The ship was sailing to Santo Domingo from Darién to inform the colonial authorities there of ongoing conflict between conquistadors Diego de Nicuesa and Vasco Nuñez de Balboa in Darién.
The ship had foundered upon a reef known as Las Víboras ("The Vipers") or, alternatively, Los Alacranes ("The Scorpions"), somewhere off Jamaica.
There were just twenty survivors from the wreck, including Captain Valdivia, Gerónimo de Aguilar and Gonzalo Guerrero.
Lacking a seaworthy vessel and provisions, the survivors fashioned a makeshift raft and drifted for thirteen days across open sea until sighting the Yucatán Peninsula, though by this point, only ten of the survivors remained alive. Guerrero and his nine surviving crew-mates were immediately apprehended by the Mayan militia of Waymil upon their landing upon the coast of Yucatán, where they were seized by Halach Uinik, a Maya lord.

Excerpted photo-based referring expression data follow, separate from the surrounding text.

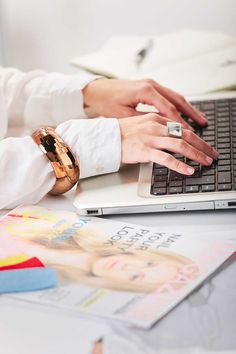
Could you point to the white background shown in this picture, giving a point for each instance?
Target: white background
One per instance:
(48, 33)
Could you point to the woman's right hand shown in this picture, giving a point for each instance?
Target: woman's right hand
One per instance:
(144, 138)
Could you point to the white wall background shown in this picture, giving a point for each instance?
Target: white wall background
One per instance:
(47, 33)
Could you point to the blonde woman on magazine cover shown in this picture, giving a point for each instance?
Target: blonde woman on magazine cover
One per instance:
(86, 257)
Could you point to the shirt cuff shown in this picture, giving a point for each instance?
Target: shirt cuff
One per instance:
(96, 144)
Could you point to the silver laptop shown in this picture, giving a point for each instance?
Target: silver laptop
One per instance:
(154, 188)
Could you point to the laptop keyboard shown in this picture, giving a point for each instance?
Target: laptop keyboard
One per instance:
(221, 175)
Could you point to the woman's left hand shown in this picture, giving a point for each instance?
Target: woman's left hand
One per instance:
(119, 98)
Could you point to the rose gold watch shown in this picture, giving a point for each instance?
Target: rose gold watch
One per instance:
(64, 163)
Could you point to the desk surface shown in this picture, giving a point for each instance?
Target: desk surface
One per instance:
(205, 323)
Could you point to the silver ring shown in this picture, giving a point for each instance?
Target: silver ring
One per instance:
(174, 129)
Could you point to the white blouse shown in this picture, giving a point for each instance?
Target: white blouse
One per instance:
(34, 99)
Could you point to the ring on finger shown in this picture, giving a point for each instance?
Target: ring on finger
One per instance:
(174, 129)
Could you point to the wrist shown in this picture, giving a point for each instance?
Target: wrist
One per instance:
(92, 92)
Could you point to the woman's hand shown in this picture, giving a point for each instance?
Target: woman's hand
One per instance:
(144, 138)
(119, 98)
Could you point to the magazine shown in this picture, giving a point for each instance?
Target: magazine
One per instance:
(116, 270)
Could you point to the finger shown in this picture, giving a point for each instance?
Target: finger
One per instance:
(157, 129)
(155, 117)
(181, 104)
(165, 159)
(181, 147)
(199, 144)
(149, 95)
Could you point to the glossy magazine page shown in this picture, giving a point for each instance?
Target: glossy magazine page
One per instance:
(112, 269)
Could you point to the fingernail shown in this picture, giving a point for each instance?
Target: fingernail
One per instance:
(190, 170)
(204, 120)
(209, 160)
(216, 153)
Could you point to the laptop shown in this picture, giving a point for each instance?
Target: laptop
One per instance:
(150, 187)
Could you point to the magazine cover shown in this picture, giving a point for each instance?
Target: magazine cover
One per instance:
(112, 269)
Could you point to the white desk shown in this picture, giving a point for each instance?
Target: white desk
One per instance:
(204, 321)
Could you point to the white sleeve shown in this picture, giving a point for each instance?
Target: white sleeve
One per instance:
(39, 98)
(25, 173)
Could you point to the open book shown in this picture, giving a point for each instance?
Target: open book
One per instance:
(191, 62)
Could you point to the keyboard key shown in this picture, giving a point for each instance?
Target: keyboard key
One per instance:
(176, 183)
(199, 181)
(208, 172)
(174, 176)
(223, 140)
(224, 168)
(208, 106)
(223, 162)
(224, 177)
(223, 145)
(175, 190)
(159, 191)
(224, 187)
(224, 156)
(209, 133)
(223, 129)
(192, 189)
(208, 188)
(161, 171)
(223, 151)
(159, 184)
(160, 178)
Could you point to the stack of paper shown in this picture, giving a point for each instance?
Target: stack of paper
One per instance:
(191, 62)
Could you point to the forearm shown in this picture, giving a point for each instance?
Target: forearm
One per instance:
(39, 98)
(26, 174)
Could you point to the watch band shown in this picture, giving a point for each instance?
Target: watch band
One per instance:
(64, 163)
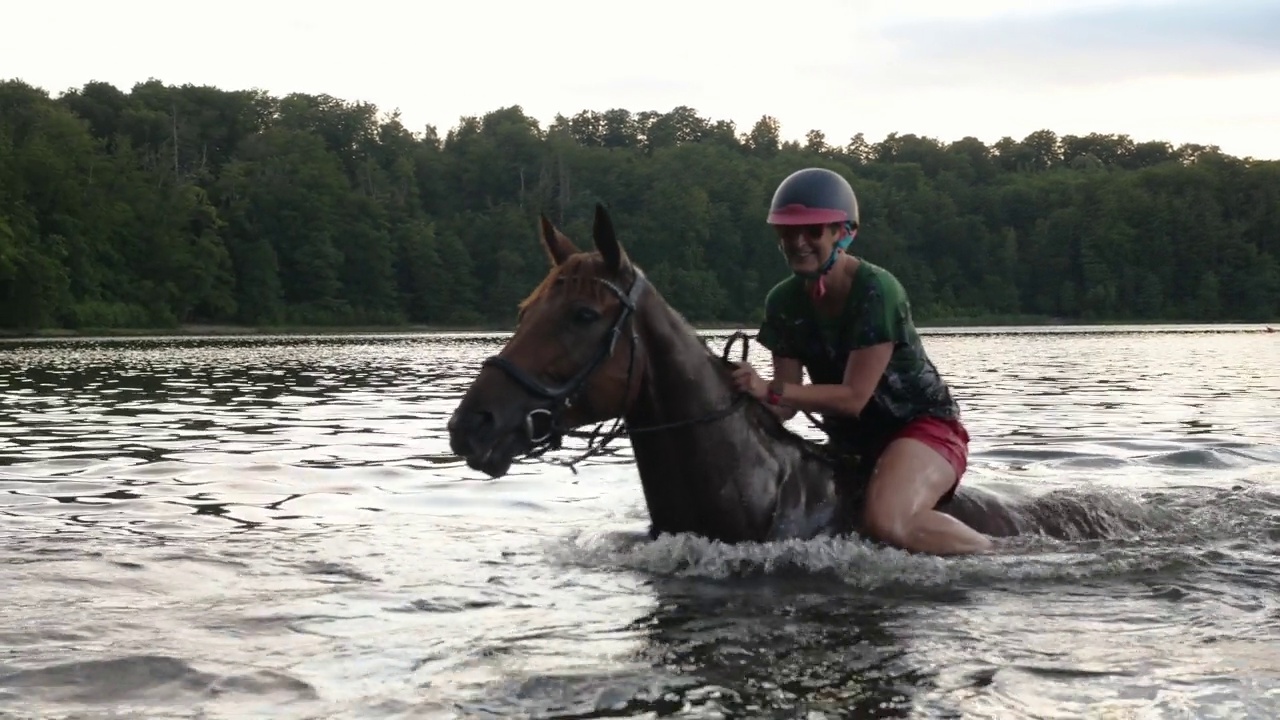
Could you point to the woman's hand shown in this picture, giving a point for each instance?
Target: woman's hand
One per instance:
(746, 381)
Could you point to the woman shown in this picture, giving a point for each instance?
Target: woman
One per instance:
(848, 322)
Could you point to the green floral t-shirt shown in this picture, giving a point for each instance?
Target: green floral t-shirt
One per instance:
(877, 311)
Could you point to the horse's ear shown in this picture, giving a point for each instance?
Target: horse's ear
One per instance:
(607, 242)
(558, 247)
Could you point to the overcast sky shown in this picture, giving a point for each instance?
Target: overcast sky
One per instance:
(1183, 71)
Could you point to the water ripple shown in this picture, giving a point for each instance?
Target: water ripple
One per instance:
(274, 527)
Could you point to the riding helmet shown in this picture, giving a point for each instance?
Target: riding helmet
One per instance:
(813, 196)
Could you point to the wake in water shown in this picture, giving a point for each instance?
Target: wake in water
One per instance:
(1148, 532)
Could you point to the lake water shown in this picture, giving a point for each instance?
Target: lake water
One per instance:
(274, 527)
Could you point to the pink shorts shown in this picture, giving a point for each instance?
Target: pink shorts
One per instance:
(949, 437)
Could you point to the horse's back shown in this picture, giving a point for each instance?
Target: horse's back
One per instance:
(983, 510)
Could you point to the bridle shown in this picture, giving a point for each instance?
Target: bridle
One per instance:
(562, 397)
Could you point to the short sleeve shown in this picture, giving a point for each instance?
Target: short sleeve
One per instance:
(883, 313)
(775, 329)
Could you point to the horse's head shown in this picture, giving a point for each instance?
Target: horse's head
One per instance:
(571, 360)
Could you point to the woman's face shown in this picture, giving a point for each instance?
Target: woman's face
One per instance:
(807, 247)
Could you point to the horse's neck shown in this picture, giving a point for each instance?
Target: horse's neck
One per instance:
(713, 470)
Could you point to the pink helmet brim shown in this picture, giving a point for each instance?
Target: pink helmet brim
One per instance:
(803, 215)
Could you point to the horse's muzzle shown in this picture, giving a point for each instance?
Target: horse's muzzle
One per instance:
(475, 436)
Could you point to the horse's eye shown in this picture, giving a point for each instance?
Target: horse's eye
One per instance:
(586, 315)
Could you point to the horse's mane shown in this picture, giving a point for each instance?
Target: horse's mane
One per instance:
(566, 270)
(771, 424)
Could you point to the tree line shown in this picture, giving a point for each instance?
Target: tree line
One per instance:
(172, 205)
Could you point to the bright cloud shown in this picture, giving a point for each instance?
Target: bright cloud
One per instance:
(1157, 69)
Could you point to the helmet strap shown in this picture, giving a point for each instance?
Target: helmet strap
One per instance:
(819, 287)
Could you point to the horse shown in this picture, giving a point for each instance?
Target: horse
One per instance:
(595, 341)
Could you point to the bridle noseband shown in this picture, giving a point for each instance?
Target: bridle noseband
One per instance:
(565, 395)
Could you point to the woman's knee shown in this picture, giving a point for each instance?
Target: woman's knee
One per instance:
(887, 514)
(908, 481)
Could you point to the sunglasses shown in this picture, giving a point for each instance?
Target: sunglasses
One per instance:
(794, 232)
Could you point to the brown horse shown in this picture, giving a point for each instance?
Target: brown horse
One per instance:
(595, 341)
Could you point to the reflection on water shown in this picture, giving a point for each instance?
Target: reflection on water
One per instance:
(274, 527)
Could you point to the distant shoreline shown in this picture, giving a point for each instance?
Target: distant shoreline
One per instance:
(251, 331)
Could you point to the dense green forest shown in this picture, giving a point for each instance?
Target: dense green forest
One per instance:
(196, 205)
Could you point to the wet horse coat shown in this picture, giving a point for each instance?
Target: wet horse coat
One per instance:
(595, 341)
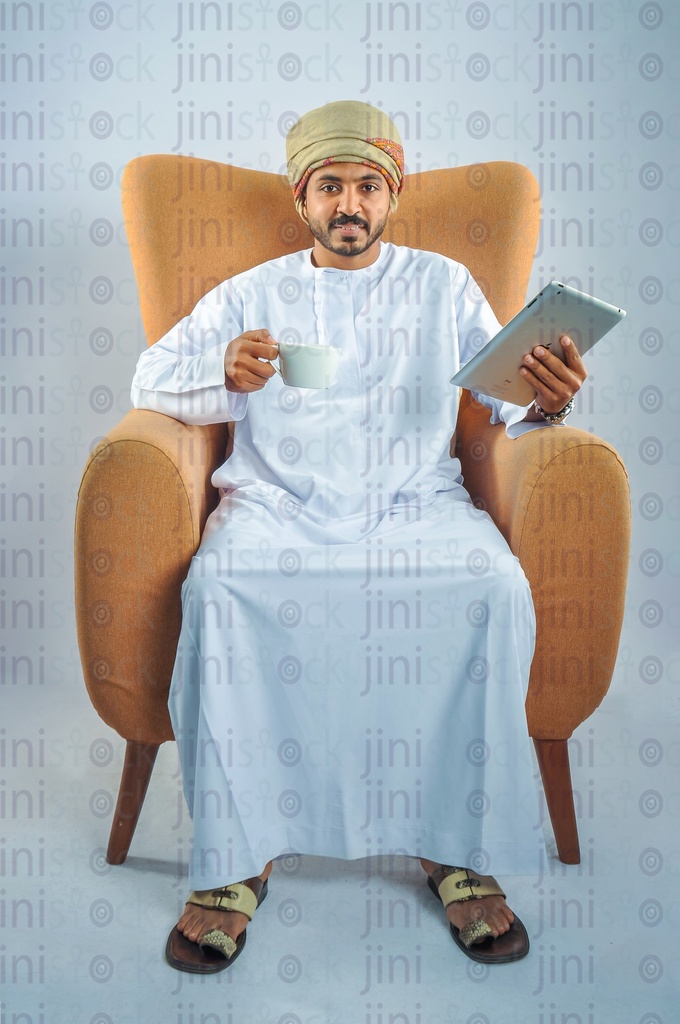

Captain Valdivia had been sacrificed with four of his companions, their flesh served at a feast; the survivors had been forced into slavery under various provincial aristocrats.
Aguilar and Guerrero had managed to escape their captors and fled to a neighboring lord who was an enemy of Halach Uinik; he took them prisoner and kept them as slaves.
After a time, Gonzalo Guerrero had been passed as a slave to the lord Nachan Can of Chetumal, Aguilar, his crew-mate, remained a slave of the batab or mayor of Xamanha.
Guerrero, who has by now become completely Mayanized, serves his new lord with such loyalty that he is married to one of Nachan Chan's daughters, Zazil Ha, by whom he will have three children.
By 1514, Guerrero has achieved the rank of nacom, a war leader who serves against Nachan Chan's enemies.